Elstone oversaw an increase in SFE’s share price from A$3.53 when he took over as CEO on May 3, 2002 to a high of A$17.95 on March 27, 2006, the day ASX’s takeover was officially announced.
“Elstone has had a good track record of creating value for shareholders both at SFE and ASX,” said Simon Bonouvrie, who helps manage about $1.8 billion at Platypus Asset Management Pty. in Sydney and doesn’t own ASX shares.
At the close of Sydney trading on April 8, shares of ASX were worth 4.4 percent less than they were on July 25, 2006, the day Elstone was appointed in place of departing ASX CEO Tony D’Aloisio, according to data compiled by Bloomberg. The S&P/ASX 200 Index fell 1 percent in the same period.
Singapore Exchange offered to buy ASX for 37 percent more than ASX shares’ closing price on the last trading day before the announcement. The stock rallied 19 percent to A$41.75 the day the bid was unveiled. It slipped 4.4 percent to A$33.33 to April 8 from April 5, when Swan said Australia’s Foreign Investment Review Board had advised against it. Singapore Exchange’s stock closed at S$8.38 on April 8, 12 percent below its level before the bid. It has risen 4.6 percent since the close on April 4.
Stock exchanges around the world are merging to stay competitive. More than $20 billion in acquisitions have been announced in the past five months as companies in North America, Europe and Asia try to cut costs and boost revenue from trading in stocks, options and futures. Frankfurt-based Deutsche Boerse AG and NYSE Euronext agreed to merge, while LSE said it would buy TMX, owner of the Toronto Stock Exchange.
ASX spokesman Matthew Gibbs said the company had no comment on Australia’s political environment. The failure of the bid wasn’t “disastrous,” said Singapore Exchange co-President Muthukrishnan Ramaswami in Hong Kong on April 8.
“I don’t think ASX can be lambasted for trying to grow and improve their business outside Australia,” said Pengana’s Schroeders. “But in retrospect, a softer approach may have been more applicable, where you’d have a minority interest to begin with which doesn’t raise a red flag, more of a strategic tie-up than a takeover.”
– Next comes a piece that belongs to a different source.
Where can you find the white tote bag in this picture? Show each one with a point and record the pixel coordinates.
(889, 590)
The deal, unanimously recommended by the boards when they announced it, was an attempt to compete with rival exchanges in Tokyo and Hong Kong, the Chinese city where a record $58 billion was raised in equity offerings last year, according to data compiled by Bloomberg. Bocker, a former president of Nasdaq OMX Group Inc., was to become CEO of the combined company.
“Given the amount of global consolidation that’s been occurring, you’d think there’d have been a fair chance you’d be able to get it over the line,” said Chris Hall, who helps manage $4 billion at Argo Investment Ltd. in Adelaide, Australia, which owns ASX shares. “It would have been impossible to have seen the kind of political opposition that we’ve seen coming.”
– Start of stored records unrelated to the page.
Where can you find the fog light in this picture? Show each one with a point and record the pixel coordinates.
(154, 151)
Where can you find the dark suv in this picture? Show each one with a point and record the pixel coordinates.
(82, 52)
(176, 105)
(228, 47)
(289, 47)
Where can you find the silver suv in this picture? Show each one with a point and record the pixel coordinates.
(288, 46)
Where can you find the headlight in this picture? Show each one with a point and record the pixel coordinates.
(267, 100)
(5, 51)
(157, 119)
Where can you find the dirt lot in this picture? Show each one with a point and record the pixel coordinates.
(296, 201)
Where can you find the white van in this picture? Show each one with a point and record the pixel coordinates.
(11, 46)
Swan did not rule out future approaches for ASX, saying he is “open to the right deal for Australia if it comes along.”
Before Elstone joined SFE in 2000, the graduate of University of London and Stanford Graduate School of Business, served as chief financial officer of Air New Zealand Ltd., from 1991 to 1994, and from 1995 as CFO of building-materials producer Pioneer International Ltd., according to Bloomberg Businessweek.
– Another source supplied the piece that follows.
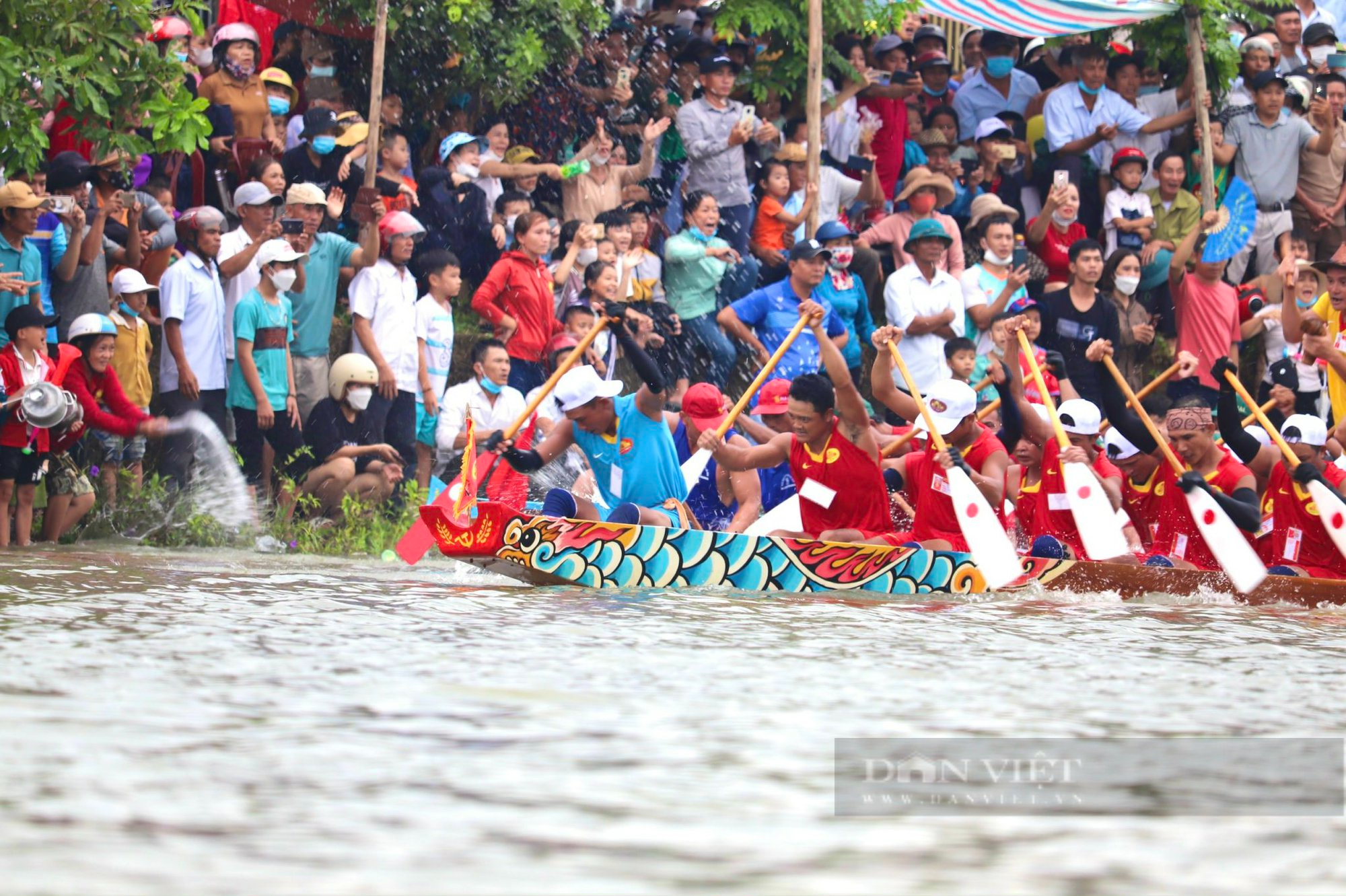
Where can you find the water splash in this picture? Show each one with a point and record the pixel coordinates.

At the time the takeover was announced, the companies said they expected that the combination would result in annual cost savings of $30 million and create opportunities for new products and services. They expected to be able to implement the agreement during the second quarter of 2011.
“This was a naive venture that was doomed from the start because of nationalist sentiment,” said Phil Lewis, head of economics at the faculty of business and government at the University of Canberra. “What a waste of money.”